小児の喘息発作の治療が救急外来で不成功になる因子を検討した研究
背景:
 近年の報告で、6歳未満でウイルス感染を伴う喘息、受動喫煙を受けている小児の喘息は、外来治療が不成功になる可能性が高いことが報告されている。本研究では、救急外来を受診した小児の喘息発作(中等症〜重症)症例を対象に、治療不成功になる因子を検討した。
 
方法:
5箇所の救急外来で、喘息発作(PRAM 4-12点)のために受診した1−17歳の小児を対象に、前方視的に研究を行った。対象者は、経口ステロイドを内服し、重症度に応じた気管支拡張療法を行った。主要アウトカムは、救急外来での治療不成功率(入院、8時間以上治療を要した、72時間以内に再燃して再受診)とした。PCRで鼻咽頭のウイルスを検索し、受動喫煙の有無を調べた(唾液内のcotinine濃度)。
 
結果:
2011年2月から2013年12月の機関に、1893名の小児をスクリーニングし、1012名を登録した。
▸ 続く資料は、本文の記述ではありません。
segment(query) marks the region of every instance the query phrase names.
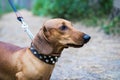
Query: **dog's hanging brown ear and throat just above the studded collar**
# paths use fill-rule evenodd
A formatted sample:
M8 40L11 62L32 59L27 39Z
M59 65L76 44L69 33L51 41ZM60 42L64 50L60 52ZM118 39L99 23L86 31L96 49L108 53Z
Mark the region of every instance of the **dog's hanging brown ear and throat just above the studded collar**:
M58 44L48 41L42 30L35 36L32 44L39 53L49 56L60 56L64 49Z

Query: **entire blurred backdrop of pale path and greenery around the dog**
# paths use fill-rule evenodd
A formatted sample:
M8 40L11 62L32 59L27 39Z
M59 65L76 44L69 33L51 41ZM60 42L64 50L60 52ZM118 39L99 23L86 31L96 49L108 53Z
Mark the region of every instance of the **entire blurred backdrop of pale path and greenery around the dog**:
M120 0L13 0L33 35L51 18L64 18L89 34L82 48L65 49L51 80L120 80ZM8 0L0 0L0 41L21 47L31 40Z

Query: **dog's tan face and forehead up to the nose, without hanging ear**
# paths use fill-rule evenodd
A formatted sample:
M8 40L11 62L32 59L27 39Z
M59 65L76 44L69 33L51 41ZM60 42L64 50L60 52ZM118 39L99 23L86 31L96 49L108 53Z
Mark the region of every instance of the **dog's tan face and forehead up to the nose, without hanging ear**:
M90 36L75 29L70 21L64 19L48 20L43 26L47 40L63 47L82 47Z

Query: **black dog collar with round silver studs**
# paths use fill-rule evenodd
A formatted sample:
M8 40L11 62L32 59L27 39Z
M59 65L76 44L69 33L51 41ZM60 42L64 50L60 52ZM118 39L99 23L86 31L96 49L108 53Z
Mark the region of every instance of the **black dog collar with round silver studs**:
M30 47L30 51L41 61L51 65L54 65L59 58L59 56L49 56L49 55L40 54L33 46Z

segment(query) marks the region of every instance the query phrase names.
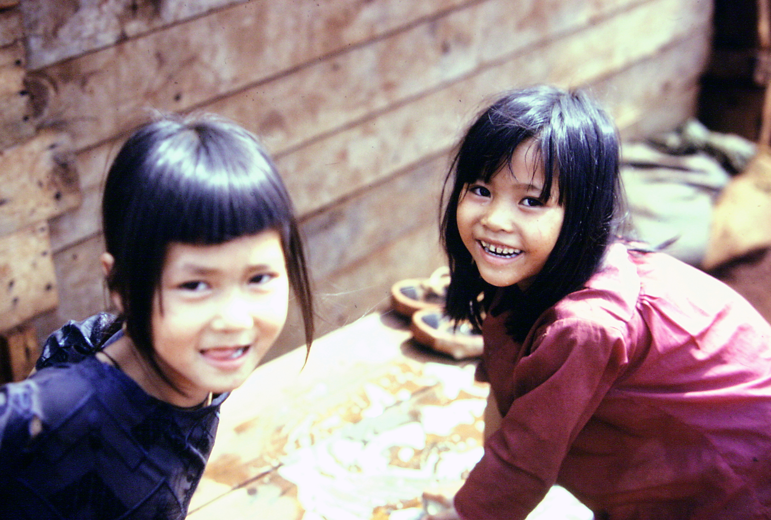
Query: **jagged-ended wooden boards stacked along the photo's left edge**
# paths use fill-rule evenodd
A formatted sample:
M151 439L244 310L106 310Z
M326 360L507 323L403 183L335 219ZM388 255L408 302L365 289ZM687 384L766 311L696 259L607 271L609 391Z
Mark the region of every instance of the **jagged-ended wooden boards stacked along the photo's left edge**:
M38 354L30 320L56 309L48 220L76 208L69 136L45 124L49 84L29 72L18 0L0 2L0 367L29 374Z

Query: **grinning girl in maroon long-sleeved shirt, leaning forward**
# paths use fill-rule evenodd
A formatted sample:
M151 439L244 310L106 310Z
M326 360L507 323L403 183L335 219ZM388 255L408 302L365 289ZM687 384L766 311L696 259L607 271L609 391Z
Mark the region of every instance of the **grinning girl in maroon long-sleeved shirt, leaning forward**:
M771 518L771 327L616 239L611 119L581 93L510 92L448 186L446 312L481 327L490 398L483 458L434 518L525 518L555 483L595 518Z

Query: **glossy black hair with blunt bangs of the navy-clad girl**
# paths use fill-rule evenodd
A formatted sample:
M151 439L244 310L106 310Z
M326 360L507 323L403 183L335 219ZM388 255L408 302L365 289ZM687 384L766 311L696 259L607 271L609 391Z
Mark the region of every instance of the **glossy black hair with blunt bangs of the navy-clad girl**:
M150 321L173 242L209 245L278 231L310 347L311 290L291 200L258 139L241 126L210 115L143 126L109 169L102 216L106 250L115 259L107 285L123 306L116 327L125 324L163 379Z

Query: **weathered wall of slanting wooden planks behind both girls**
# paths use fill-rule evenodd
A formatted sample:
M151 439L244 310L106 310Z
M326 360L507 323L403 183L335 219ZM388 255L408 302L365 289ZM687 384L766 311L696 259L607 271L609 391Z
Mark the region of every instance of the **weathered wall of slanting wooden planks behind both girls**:
M123 139L158 111L218 112L264 140L301 215L323 333L443 262L448 157L495 93L587 87L628 138L691 116L712 2L22 0L12 10L35 92L25 135L65 133L63 178L79 175L79 190L60 190L79 206L48 217L59 307L32 320L42 338L105 307L100 186ZM4 219L0 206L2 229ZM271 357L301 335L293 312Z

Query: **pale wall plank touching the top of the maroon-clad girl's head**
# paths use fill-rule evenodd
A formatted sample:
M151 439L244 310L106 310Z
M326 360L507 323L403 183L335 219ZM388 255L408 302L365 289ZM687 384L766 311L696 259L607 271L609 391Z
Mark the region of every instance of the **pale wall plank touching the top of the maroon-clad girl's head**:
M703 5L702 0L648 2L516 53L507 62L279 157L279 171L299 213L319 210L424 156L449 149L487 96L534 82L588 84L657 55L690 32L709 31L709 12L702 12Z

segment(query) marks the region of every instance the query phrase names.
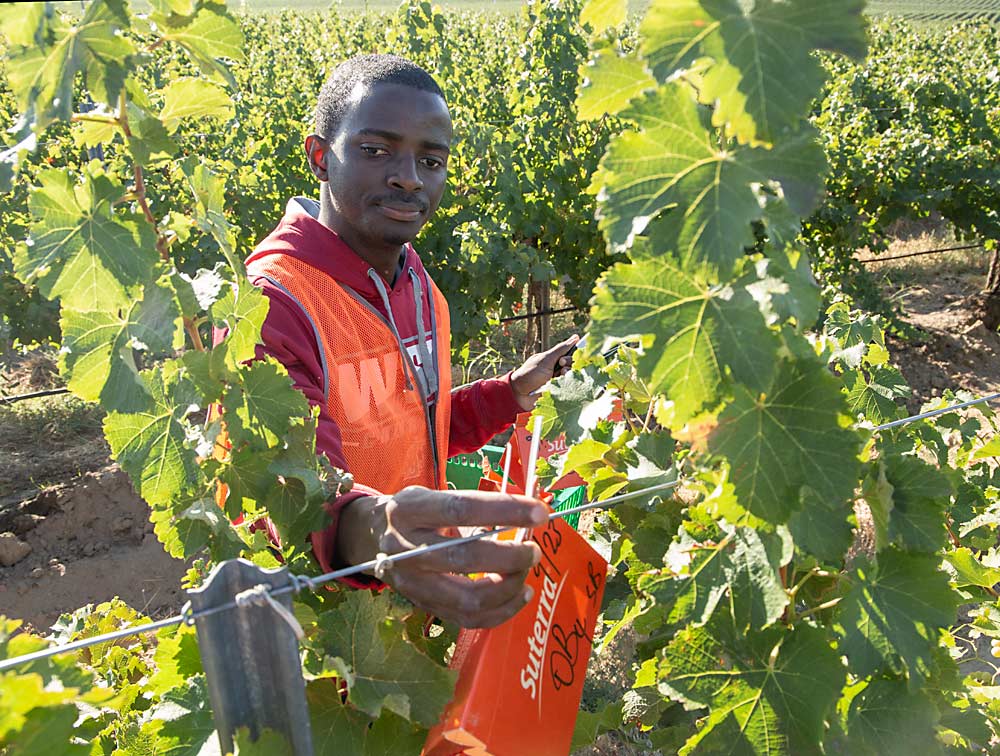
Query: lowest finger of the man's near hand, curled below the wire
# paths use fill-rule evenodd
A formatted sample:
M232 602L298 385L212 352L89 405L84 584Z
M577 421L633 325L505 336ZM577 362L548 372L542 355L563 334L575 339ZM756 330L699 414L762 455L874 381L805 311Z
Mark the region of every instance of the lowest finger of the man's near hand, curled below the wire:
M463 627L492 627L513 616L532 595L524 573L470 580L458 575L410 572L395 576L396 590L425 611Z

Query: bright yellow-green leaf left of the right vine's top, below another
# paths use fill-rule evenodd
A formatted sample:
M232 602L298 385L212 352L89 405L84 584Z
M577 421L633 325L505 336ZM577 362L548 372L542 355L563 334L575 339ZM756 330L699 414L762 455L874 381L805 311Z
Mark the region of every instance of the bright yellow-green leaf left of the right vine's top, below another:
M580 86L576 93L577 117L595 120L615 115L656 80L633 54L604 43L594 49L589 61L580 66Z

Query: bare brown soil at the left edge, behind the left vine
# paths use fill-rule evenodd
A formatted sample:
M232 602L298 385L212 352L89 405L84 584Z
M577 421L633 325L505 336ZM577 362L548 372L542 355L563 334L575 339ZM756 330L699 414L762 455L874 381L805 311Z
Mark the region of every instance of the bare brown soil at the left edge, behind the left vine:
M0 361L0 395L58 385L51 353ZM113 596L153 617L183 603L185 565L153 535L149 507L108 457L101 420L69 396L0 405L0 533L31 548L0 566L0 614L36 631Z

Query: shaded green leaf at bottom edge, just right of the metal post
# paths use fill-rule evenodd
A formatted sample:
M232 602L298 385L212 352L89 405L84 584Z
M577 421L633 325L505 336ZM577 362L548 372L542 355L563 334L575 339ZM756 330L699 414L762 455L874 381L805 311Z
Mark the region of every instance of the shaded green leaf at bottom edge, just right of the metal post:
M372 722L341 698L330 680L306 685L316 756L399 756L419 753L426 731L384 711Z

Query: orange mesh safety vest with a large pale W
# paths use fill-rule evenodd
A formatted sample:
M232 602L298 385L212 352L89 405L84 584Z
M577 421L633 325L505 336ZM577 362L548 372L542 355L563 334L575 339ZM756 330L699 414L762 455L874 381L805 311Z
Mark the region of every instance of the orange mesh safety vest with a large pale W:
M398 333L360 294L311 265L268 254L247 266L289 294L313 325L322 350L326 409L340 428L355 481L384 493L406 486L445 488L451 421L448 303L430 283L437 401L428 407Z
そのうち、973名が解析された。165名(17%)が治療不成功であった。不成功の割合が高かったのは、ウイルス陽性例(19% vs. 13%, OR 1.57; 95%CI 1.04-2.37)、発熱(24% vs. 15%, OR 1.96; 95%CI 1.32-2.92)、ベースラインのPRAM(1点あたりOR 1.38; 95%CI 1.22-1.56)、SpO2<92%(50% vs. 12%, OR 3.94; 95%CI 1.97-7.89)、増悪エピソードの間に症状があった(21% vs. 16%, OR 1.73; 95%CI 1.13-2.64)。年齢、受動喫煙、経口ステロイドの用量は、治療不成功と関連が無かった。ウイルス陽性と発熱は6歳未満でより高頻度に認められた。ウイルス陽性例は、10日後の回復が遅かった。
 
結論:
中等症〜重症の喘息発作の小児において、ウイルス陽性は治療不成功と関連する。